Joguei basquete (colégio, clube, empresa e município) e como é um esporte coletivo, todos obtinham o sucesso quando conquistávamos vitórias importantes, ou seja, ganhávamos à guerra e não somente algumas batalhas. Às vezes um jogador, por ter feito a última cesta, recebi os louros e consequentemente o sucesso entre todos. logo os demais participantes eram esquecidos ou não tinham a mesma atenção. Sendo jovem, me parecia necessária ter sucesso.
Hoje, cinqüentão, deixo de lado o sucesso e procuro o valor, quer das pessoas, quer da matéria necessária a minha atividade e à própria vida. Ter sucesso despende muito tempo e investimento e nem sempre podemos assim proceder. Ser sucesso ou ter sucesso é momentâneo e logo somos esquecidos porque sempre virão outros, com maiores e melhores sucessos, ao passo que se agirmos e fizermos tudo com valor agregado e percebido, jamais seremos esquecidos.
Na minha atividade o valor é imprescindível, ao passo que o sucesso pode ser substituído. O valor pode ser medido pela capacidade, pela integridade e pela conduta da equipe de vendas; acrescento que a empresa em si é parte desta equipe e que os seus produtos e serviços são atores importantes, porque se tivermos uma excelente logística e um péssimo produto ou um produto que não cumpre o que se destina como ter valor percebido frente ao cliente?
Já comprei um produto de sucesso (leia-se agora lançamento) e o arrependimento está estampado na minha face e no produto. Custou caro e o sucesso durou pouco tempo. Podia ter esperando e tê-lo comprado por um preço muito menor, mas na época, precisava do sucesso. Por um lado, todo o lançamento de sucesso sempre terá reconhecimento pelo público A que detém o maior poder aquisitivo e precisa sempre estar rodeado de sucessos, mas esquecem os fabricantes que as demais classes, principalmente a C e a D, que pela Teoria de Pareto é 80% do total dos consumidores, são quem realmente vão dar lucro aos mesmos e mesmo assim, são os mais sacrificados, mais exigidos e agora, com esta suposta crise mundial (oportunidade para muitos), ter produtos com valor está custando muito mais devido ao juro cobrado, quer na fabricação, quer na comercialização.

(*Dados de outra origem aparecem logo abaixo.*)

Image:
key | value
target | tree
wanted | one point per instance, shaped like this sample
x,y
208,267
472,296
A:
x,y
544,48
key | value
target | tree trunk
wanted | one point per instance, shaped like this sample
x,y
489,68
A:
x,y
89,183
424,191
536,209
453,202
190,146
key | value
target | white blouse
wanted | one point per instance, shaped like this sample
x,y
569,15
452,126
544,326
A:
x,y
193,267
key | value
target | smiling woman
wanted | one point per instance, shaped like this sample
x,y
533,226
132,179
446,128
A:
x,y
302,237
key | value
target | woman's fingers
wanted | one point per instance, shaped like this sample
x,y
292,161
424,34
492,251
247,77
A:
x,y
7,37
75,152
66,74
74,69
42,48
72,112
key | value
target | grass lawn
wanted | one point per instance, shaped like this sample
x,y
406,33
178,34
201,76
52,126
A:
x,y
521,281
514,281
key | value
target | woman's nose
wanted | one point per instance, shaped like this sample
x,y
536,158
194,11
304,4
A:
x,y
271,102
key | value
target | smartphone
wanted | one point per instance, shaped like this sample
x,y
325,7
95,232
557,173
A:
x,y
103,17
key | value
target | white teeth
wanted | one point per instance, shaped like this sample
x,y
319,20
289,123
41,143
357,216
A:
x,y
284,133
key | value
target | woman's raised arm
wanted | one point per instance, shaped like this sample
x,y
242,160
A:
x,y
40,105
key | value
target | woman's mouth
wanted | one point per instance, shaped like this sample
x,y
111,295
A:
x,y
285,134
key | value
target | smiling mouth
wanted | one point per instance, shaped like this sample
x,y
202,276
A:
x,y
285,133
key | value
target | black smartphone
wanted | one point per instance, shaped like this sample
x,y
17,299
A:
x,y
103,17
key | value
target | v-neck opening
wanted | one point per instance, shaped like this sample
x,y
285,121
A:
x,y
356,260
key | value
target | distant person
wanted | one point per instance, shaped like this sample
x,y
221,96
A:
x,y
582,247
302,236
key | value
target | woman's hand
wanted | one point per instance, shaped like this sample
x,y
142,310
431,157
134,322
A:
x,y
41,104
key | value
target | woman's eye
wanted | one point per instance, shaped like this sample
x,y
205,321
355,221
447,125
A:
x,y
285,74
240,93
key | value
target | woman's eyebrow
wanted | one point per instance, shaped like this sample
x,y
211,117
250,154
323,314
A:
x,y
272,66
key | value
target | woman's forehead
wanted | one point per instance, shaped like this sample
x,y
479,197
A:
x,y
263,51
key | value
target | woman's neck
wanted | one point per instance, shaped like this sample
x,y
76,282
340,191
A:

Portanto amigo, procure definir como vai atuar no seu mercado; se preferir sucesso, cuidado porque sempre deverá estar inovando ao passo que trabalhando com valor, o seu retorno pode até demorar mais, mas com certeza será melhor, muito melhor porque o valor percebido no homem e na matéria é o que define sua qualidade.
Oscar Schild, vendedor, gerente de vendas e escritor.